In Rome you'll spend a lot of time in line--hours, not minutes--and may very well not get in at all if you don't buy tickets to the Colosseum and Vatican Museums in advance. The Borghese Gallery requires advance purchase. If you don't care about seeing those places, that's fine. The Colosseum is very impressive from the outside, and that's free. Rome is great city for wandering around, and many churches are free.
The Capella Sansevero in Naples sells out in advance. I know the Duomo in Milan sells tickets online for the roof; I don't know whether there's a risk of a sell-out there.
I would be very, very concerned the hostels in relatively convenient locations will be full if you don't reserve a bed. The balance between supply and demand seems more reasonable in Naples, so there's probably less rate risk there.

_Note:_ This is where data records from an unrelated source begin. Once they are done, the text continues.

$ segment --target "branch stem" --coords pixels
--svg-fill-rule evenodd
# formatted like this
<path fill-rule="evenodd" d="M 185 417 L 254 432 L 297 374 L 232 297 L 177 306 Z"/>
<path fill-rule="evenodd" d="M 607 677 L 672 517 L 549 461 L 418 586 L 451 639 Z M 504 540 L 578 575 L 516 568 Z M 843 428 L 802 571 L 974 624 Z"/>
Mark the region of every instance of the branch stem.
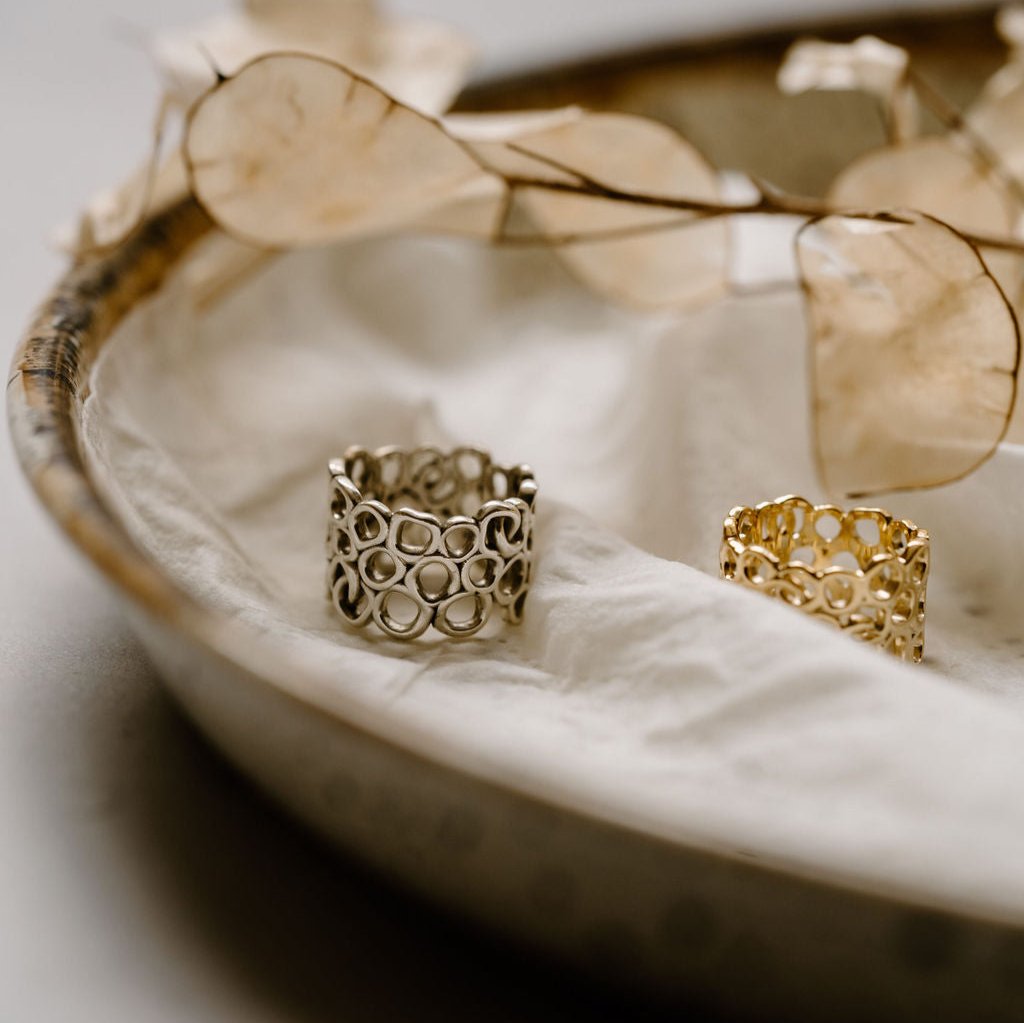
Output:
<path fill-rule="evenodd" d="M 512 245 L 569 245 L 586 241 L 611 240 L 616 237 L 644 234 L 654 231 L 670 230 L 673 227 L 684 227 L 695 220 L 711 220 L 716 217 L 742 217 L 752 215 L 787 216 L 787 217 L 824 217 L 839 213 L 849 217 L 863 217 L 865 220 L 884 220 L 888 223 L 901 222 L 898 214 L 888 212 L 872 212 L 865 210 L 850 211 L 837 209 L 821 199 L 810 196 L 787 195 L 780 192 L 760 189 L 754 200 L 746 203 L 722 203 L 704 199 L 687 199 L 680 196 L 648 195 L 639 192 L 626 192 L 613 188 L 592 179 L 581 180 L 579 183 L 556 181 L 545 178 L 506 177 L 505 183 L 513 192 L 516 190 L 536 190 L 557 192 L 562 195 L 575 195 L 584 198 L 602 199 L 606 202 L 624 203 L 629 206 L 640 206 L 648 209 L 673 210 L 690 216 L 679 221 L 658 221 L 653 224 L 639 224 L 632 227 L 580 232 L 571 235 L 512 235 L 499 236 L 499 243 Z M 1009 235 L 989 235 L 973 231 L 958 233 L 972 245 L 981 249 L 995 249 L 1001 252 L 1016 252 L 1024 255 L 1024 238 Z"/>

Tickets for the fast trains (Frecciarossa, etc.) will be considerably higher if purchased at the last minute than if you grab them soon after they go on sale. To see that in action, price out a Roma-Firenze ticket for today or tomorrow and then check the price of the same train/same day of the week for the latest date now on sale (which might be in early June--I haven't checked). Train sellouts are very unusual in Italy, so that couldn't concern me.
https://www.trenitalia.com/en.html << goes everywhere
https://www.italotreno.it/en << won't get you to Cinque Terre
Trenitalia requires that you use the Italian city/station names: Napoli, Roma, Firenze, Milano.